We knew prior to departure from LAX that we had a near impossible connection to make at DFW that was only made less likely when our flight left twenty minutes late. I was sure we would not and could not make it, and as we prepared for our final descent into Dallas I asked a flight attendant if he had any advice. He was kind and checked on our connecting flight and learned that it was (unfortunately, for once) on time, but he gave us the gate number and instructions on how best to race across the terminals.
I am a runner. Let me loose.
The voice on the crackly airplane speaker asked everyone to show kindness and let those with tight connecting flights deplane first, and apparently 98% of the passengers on that particular flight had tight connecting flights. So we weren’t super quick getting off the plane.
I decided not to push the two elderly ladies waiting for wheelchairs out of the way, but when they created an opening, I was off. And we made it. Just in time. To what turned out to be the wrong gate.
Last-minute gate change? You have got to be kidding me.
So I was off to the races again. The voice on the loudspeaker declared that the doors to our (actual) gate would be closing momentarily and that every passenger should be on the aircraft. I ran even faster. Chariots of Fire music wafted through the airport. And we made it. For real this time. Barely. The last two to board.
We collapsed in our seats, breathing hard, and sweating, but happy to have made it in the nick of time.
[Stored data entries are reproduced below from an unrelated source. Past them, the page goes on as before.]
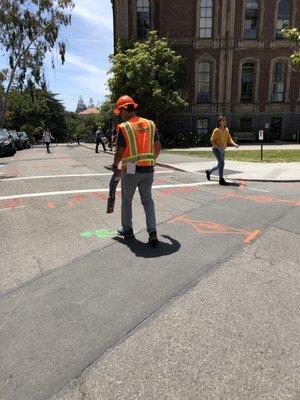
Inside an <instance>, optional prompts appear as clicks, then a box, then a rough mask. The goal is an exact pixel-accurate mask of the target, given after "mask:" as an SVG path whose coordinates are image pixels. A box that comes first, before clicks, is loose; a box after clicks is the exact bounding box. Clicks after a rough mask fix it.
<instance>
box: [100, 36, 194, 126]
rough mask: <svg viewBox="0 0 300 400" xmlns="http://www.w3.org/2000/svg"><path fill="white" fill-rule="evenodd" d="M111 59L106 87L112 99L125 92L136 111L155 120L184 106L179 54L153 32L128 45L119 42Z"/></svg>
mask: <svg viewBox="0 0 300 400" xmlns="http://www.w3.org/2000/svg"><path fill="white" fill-rule="evenodd" d="M111 62H112V68H111V70H110V73H111V74H112V76H111V78H110V79H109V81H108V86H109V89H110V91H111V93H112V101H113V102H115V101H116V100H117V98H118V97H119V96H121V95H123V94H128V95H130V96H132V97H133V98H134V99H135V100H136V101H137V102H138V103H139V106H140V112H141V113H143V114H144V115H148V116H149V117H152V118H153V119H154V120H155V121H156V122H157V123H158V120H159V119H160V117H161V116H162V115H163V114H164V113H166V112H168V111H172V110H175V109H183V108H184V107H185V106H187V103H186V100H185V92H186V82H185V76H186V74H185V68H184V60H183V57H182V56H180V55H177V54H176V53H175V51H174V50H172V49H171V47H170V45H169V42H168V40H167V39H166V38H158V36H157V33H156V32H155V31H152V32H150V34H149V37H148V39H147V40H146V41H143V42H135V43H134V44H133V45H132V46H131V47H130V48H127V49H126V48H124V46H121V45H120V44H119V46H118V48H117V51H116V54H115V55H113V56H111Z"/></svg>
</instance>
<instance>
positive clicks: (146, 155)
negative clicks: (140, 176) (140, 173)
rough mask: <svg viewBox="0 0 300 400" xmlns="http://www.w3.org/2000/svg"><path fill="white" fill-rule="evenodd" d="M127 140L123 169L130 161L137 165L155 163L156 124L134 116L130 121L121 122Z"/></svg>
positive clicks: (119, 126)
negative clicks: (127, 163)
mask: <svg viewBox="0 0 300 400" xmlns="http://www.w3.org/2000/svg"><path fill="white" fill-rule="evenodd" d="M119 129H120V130H121V131H122V133H123V135H124V138H125V140H126V147H125V150H124V153H123V156H122V169H125V168H126V164H127V163H128V162H132V163H135V164H136V165H137V166H141V167H147V166H153V165H154V164H155V160H154V134H155V129H156V128H155V124H154V122H153V121H151V120H149V119H145V118H140V117H134V118H132V119H131V120H130V121H127V122H123V123H122V124H119Z"/></svg>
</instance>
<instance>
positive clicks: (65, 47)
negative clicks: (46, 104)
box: [0, 0, 74, 127]
mask: <svg viewBox="0 0 300 400" xmlns="http://www.w3.org/2000/svg"><path fill="white" fill-rule="evenodd" d="M73 6H74V3H73V1H72V0H1V3H0V26H1V29H0V50H2V51H4V52H5V53H6V55H7V59H8V65H7V68H6V69H5V70H2V72H1V76H0V80H1V78H2V90H1V85H0V103H1V105H0V127H1V126H3V122H4V114H5V110H6V105H7V98H8V93H9V91H10V88H11V86H12V84H13V83H14V86H17V87H19V88H22V87H23V85H24V83H25V84H26V85H27V86H33V85H34V83H36V84H39V85H40V86H41V87H42V88H45V87H46V79H45V75H44V70H43V64H44V60H45V56H46V54H47V53H48V52H51V51H52V50H53V49H54V48H55V47H56V46H57V49H58V53H59V55H60V58H61V61H62V63H63V62H64V60H65V51H66V46H65V43H64V41H63V40H60V39H59V31H60V29H61V28H62V27H63V26H67V25H69V24H70V23H71V16H70V11H71V10H72V8H73ZM52 66H53V67H54V62H52ZM3 86H4V87H3Z"/></svg>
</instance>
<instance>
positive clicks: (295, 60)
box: [283, 28, 300, 68]
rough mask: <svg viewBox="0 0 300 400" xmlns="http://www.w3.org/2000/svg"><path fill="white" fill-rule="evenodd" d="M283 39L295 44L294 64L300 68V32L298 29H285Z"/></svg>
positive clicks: (283, 33)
And then the captain announced over the intercom that there was a tiny lightbulb that needed changing and that maintenance was on its way, which took a good twenty minutes.
My sweet wife declared, “Hurry up and wait.” Exactly.
That seems to be an accurate life mantra: Hurry up and wait. I long for some actual rhythm, but our mad dash through the airport only to wait on a maintenance crew is a pretty good descriptor of my days, weeks, months, and years. Hurry up and wait.
Distance runners do such a thing on purpose and call it interval training. It supposedly makes you better on those long runs. If that’s the case, I’m really going to be good at life someday.